Bad economy = increased crime?

By Cade Fowler - bio | email

July 22, 2008

ALBANY, GA (WALB) - It's an all too familiar sight over recent months - surveillance video capturing criminals in the act - armed robbers holding up businesses at gunpoint to score cash. While this is certainly not a new trend in criminal activity, it comes at a time when the economy isn't doing so well.

"Typically, the economy goes in cycles, and it looks like we're on a downward trend right now," says Aaron Johnson, assistant professor of economics at Darton College.

Johnson says a recent study conducted by 3 major universities shows a link between crime rates and local labor markets. The key player in this study: wage earnings.

He says, "When you think about what's happening to the wages for low skilled workers, it's been on a downward trend. And they've seen some definite relationships between crime rates. Not just crime rates, but property crime rates. This same relationship does not exist for rape or murder because that's not dealing with monetary gain."

Law enforcement across southwest Georgia has been dealing with a rash of property crimes, many of which involve copper thefts. But even on the national level, experts say unemployment, foreclosures, and credit defaults are possible motivating factors behind an increase in the number of bank robberies in major U.S. cities. Even Jerome Lowe, the confessed Bandana Bandit, admitted to police he carried out his crime spree because he needed the money.

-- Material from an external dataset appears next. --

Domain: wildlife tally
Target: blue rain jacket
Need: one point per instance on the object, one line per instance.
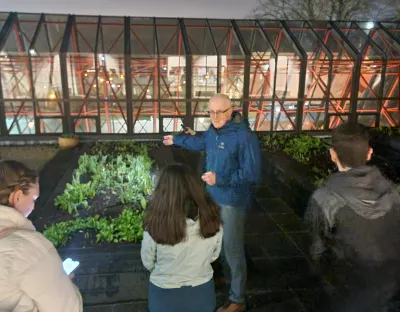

But is there a solution to this trend before the problem grows worse?

Johnson says, "Some potential solutions could include wage subsidies, expansion of the earned income tax credit, programs aimed at not just focusing on students going to college but also vocational training and technical skills. Hopefully, this will pick up wages in the low wage market and make it less profitable for them to engage in criminal activity."

While the issue has been debated for decades, some argue there are several contributing factors such as police presence that lead to an increase or decrease in crime.